My heart is sad, my hope is gone, my light has fled;
I sit and mourn, in silent grief, the lingering day.
Ah! never more he comes, my love; among the dead,
O far, O far, his fleeting shade has flown away!
Far o'er the dark and dismal wave, whence no return,
In deepest night he wanders now, a shape of air:
He hears me not,—hears not the sighs, with love that burn;
I see no more that form, so bright, so young and fair.

O, bright and fair, as shapes that oft from Heaven descend,
And on Parnassus stand before the setting sun!
Bright, when he moved in shining arms, home to defend;
Bright, when, a champion strong, the eager race he run:
O fair, as rose and lily fair, when they entwine,
In asphodelian meads, their wreath of virgin bloom!

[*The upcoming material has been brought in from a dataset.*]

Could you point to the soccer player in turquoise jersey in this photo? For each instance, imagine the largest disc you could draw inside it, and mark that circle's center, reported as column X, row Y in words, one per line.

His heart was kind as brave; O, he was doubly mine!
But now I only weep beside his early tomb.

Death, with inverted torch, the young and gentle death,
Weeps o'er him now, and mourns the plucked and withered flower:
All bloom must fade;—the south-wind breathes its withering breath,
And the clear-blowing north sweeps on, with blasting power.
I too must soon be gone; in grief I glide away:
The rose has left my cheek; my eye looks dim through tears.
Come, gentle death! here with the youth in silence lay
My form, ere it has felt the icy touch of years.